The patient-centered medical home (PCMH) is emerging as the cornerstone of efforts to reform chronic disease management in the US health care system and to transform primary care into a centerpiece for improving health care quality.16 The PCMH can be envisioned as a multidisciplinary team of providers focused on a patient's needs, with care functions and team processes coordinated through integrated HIT.17 Studies on PCMH have demonstrated trends toward improvements in quality, patient experience, and system efficiency for both adults and children.18,19 Every patient with SCD needs a PCMH with the understanding that the location of the PCMH may vary depending on patient preference, patient proximity to providers, and access to hematologists.20,21 Given the shortage in hematologists caring for adults, new care models must be explored. In 2011, the US Department of Health and Human Services designated SCD as a priority area, specifying that action was needed “to increase the availability of medical homes to improve access to quality routine care.”22 A central question on the implementation of PCMHs for individuals with SCD will be how this model of care can be effectively leveraged to improve pain management.

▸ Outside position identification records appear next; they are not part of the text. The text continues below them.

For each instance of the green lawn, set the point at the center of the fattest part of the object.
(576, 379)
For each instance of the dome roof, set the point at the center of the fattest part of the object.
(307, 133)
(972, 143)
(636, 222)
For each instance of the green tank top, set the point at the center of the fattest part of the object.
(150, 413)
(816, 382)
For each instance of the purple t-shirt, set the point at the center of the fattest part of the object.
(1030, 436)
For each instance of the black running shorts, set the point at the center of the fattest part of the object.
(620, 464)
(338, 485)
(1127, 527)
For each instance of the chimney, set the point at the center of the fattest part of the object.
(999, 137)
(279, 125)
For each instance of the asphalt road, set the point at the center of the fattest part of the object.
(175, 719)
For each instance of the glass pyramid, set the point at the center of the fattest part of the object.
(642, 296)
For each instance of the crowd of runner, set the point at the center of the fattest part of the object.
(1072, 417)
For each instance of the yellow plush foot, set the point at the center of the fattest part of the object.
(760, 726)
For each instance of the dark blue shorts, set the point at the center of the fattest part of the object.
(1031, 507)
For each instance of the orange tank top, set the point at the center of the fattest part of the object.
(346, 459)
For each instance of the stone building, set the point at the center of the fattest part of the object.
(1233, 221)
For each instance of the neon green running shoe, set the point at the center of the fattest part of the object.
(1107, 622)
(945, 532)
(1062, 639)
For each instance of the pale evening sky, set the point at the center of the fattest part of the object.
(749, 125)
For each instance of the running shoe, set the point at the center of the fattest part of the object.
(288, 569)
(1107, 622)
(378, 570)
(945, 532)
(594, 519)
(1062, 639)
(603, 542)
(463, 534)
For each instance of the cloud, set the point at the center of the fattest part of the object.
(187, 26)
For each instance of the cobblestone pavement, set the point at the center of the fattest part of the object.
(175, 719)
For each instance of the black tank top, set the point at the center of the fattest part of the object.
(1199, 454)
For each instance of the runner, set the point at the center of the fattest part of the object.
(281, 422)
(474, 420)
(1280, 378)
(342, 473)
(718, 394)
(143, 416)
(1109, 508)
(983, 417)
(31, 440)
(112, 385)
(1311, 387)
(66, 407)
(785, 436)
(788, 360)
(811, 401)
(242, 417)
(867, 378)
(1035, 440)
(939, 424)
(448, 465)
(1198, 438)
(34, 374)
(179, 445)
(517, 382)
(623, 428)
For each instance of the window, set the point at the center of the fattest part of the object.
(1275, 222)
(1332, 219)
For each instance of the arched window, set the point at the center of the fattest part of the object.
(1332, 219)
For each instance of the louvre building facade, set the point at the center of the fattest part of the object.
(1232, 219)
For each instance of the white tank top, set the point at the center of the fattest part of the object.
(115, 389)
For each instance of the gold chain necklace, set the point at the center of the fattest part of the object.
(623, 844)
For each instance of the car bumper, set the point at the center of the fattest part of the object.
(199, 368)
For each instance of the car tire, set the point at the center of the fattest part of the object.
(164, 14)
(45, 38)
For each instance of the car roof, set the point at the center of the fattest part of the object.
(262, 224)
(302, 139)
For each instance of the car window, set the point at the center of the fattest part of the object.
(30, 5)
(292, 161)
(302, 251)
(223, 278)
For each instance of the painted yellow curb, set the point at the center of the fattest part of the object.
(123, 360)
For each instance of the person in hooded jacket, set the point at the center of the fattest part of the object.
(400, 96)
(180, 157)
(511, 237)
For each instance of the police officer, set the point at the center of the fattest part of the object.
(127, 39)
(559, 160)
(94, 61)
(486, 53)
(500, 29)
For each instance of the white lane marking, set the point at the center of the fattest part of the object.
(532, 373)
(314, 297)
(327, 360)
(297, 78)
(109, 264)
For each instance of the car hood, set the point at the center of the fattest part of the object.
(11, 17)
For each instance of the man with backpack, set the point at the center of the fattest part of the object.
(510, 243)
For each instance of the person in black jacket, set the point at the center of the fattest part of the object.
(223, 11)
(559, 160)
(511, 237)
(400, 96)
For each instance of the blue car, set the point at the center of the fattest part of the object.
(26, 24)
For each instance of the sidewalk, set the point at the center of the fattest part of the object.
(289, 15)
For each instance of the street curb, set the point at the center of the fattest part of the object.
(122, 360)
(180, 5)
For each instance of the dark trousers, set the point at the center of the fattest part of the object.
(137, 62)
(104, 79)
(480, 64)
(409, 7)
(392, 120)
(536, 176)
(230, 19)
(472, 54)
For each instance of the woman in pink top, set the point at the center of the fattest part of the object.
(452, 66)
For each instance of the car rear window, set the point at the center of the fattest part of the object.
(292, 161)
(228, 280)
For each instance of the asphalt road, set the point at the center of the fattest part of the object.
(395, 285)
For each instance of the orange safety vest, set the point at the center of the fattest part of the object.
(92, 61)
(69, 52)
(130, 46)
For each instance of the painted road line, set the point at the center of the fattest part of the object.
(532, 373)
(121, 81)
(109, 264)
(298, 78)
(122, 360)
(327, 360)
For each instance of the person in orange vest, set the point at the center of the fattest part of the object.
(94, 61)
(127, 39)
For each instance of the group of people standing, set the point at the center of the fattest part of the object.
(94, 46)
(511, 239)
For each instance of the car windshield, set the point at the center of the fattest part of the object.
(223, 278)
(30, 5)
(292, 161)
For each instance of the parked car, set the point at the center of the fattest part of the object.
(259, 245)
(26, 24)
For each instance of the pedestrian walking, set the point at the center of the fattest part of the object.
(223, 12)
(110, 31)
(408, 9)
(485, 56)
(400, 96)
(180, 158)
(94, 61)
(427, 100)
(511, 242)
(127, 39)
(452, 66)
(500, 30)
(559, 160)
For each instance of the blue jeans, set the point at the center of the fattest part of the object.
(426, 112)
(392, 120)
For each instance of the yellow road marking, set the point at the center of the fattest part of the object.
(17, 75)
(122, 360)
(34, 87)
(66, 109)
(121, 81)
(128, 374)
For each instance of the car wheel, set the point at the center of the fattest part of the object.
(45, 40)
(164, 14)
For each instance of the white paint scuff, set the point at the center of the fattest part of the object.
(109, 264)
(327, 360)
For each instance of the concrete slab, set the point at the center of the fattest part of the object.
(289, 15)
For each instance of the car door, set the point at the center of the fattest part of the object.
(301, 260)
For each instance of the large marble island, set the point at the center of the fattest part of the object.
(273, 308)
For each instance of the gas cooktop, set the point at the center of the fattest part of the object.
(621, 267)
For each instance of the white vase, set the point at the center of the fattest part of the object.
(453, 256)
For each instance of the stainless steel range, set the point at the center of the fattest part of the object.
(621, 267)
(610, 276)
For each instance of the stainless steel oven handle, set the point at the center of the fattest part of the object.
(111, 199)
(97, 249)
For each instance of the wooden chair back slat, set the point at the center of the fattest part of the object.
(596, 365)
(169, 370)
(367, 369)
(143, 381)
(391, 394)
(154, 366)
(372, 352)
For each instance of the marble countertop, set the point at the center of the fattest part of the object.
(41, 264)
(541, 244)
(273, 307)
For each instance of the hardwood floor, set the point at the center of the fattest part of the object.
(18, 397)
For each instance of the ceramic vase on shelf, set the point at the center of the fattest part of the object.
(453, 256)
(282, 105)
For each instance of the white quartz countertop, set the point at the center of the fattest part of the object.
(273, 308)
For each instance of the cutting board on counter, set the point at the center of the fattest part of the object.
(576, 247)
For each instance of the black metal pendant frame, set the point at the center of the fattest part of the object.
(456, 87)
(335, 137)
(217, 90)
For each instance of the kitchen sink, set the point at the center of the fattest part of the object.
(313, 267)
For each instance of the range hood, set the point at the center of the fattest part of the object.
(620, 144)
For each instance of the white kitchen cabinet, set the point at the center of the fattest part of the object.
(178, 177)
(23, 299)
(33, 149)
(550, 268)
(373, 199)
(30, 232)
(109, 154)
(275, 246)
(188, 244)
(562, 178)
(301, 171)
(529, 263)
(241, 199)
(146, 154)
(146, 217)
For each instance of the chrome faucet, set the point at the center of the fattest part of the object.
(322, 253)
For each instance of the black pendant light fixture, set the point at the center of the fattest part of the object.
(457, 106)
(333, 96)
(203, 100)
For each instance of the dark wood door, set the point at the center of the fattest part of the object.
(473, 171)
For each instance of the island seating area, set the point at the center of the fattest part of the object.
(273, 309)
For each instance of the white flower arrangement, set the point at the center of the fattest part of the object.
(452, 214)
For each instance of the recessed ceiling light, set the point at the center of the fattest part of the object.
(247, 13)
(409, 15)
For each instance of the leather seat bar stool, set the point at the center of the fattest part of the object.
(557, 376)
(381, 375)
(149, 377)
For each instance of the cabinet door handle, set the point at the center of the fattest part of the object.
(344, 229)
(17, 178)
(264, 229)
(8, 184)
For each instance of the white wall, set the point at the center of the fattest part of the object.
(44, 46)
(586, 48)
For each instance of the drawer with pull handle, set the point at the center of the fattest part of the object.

This article provides a framework of pain management within the PCMH model. First, we present an overview of pain and pain management in SCD, gaps in pain management, and current care models used by patients. Second, we present core PCMH concepts and discuss multidisciplinary team–based PCMH care strategies for SCD pain management.
SCD-related pain syndromes
Pain in SCD can be characterized as acute, chronic, neuropathic, or mixed. Acute pain may occur throughout the lifespan, presenting as unpredictable episodes of sharp and/or throbbing sensations with sudden or gradual onset.23 It is mediated by vasoocclusion, which leads to ischemia and end organ tissue damage. Chronic pain is characterized as deep, achy, and persistent in nature, typically lasting 3 or more months in duration.23 Chronic pain may occur secondary to clear pathophysiologic events, including avascular necrosis and leg ulcers, or may be the result of persistent or frequently occurring acute painful episodes that are inadequately treated over time. Investigators postulate that chronic pain may involve a process of central sensitization in which the pain threshold is decreased and hyperalgesia ensues. Neuropathic pain is also a recognized form of pain attributable to SCD. It is characterized by spontaneous and ongoing burning, shooting, or tingling sensations with amplified pain responses after noxious or non-noxious stimuli. It arises as a result of nerve injury or dysfunction.23
Principles of pain management
According to the biopsychosocial model of pain,24 the experience of pain may be modulated by biological response, basic demographics, psychological factors, religious beliefs, culture, family responsibilities, occupation, and perceptions of disease severity. Recognizing the important contribution of these factors enables clinicians to effectively tailor both pharmacologic and nonpharmacologic approaches to pain management. Nonpharmacologic management of pain consists of a broad spectrum of directly applied therapies and coping strategies, including heat or cold packs, self-hypnosis, cognitive behavioral therapy, and guided imagery.23 Because there is some support for the efficacy of these strategies, they offer patients proactive solutions to manage their pain.25,26 Pharmacologic management of SCD pain is composed of 3 major drug classes: non-opioids, opioids, and adjuvants. Non-opioids include acetaminophen, nonsteroidal anti-inflammatory drugs (NSAIDs), topical agents, and corticosteroids. Non-opioids are typically recommended for mild pain. NSAIDs in particular are effective at relieving the inflammatory component of bone pain related to vasoocclusive episodes. Opioid analgesics consist of μ-antagonists, mixed agonist/antagonists, and partial agonists. Opioids are typically used for moderate to severe pain or in situations where NSAIDs are contraindicated. In a subset of patients, opioid therapy can lead to dependence or addiction. However, the percentage of adults with SCD who demonstrate behavior consistent with substance abuse is similar to that seen in the general population.27 Although addiction is a problem for a small subset of the SCD population, a more pervasive concern is undermedication of those truly in pain.28 Adjuvants act on excitatory neurotransmitters, inhibitory neurotransmitters, or neurotransmitters that modulate the pain experience. Classes of psychotropic medications commonly used in pain management consist of antidepressants, antiepileptic drugs, antianxiety agents, stimulants, and tranquilizers.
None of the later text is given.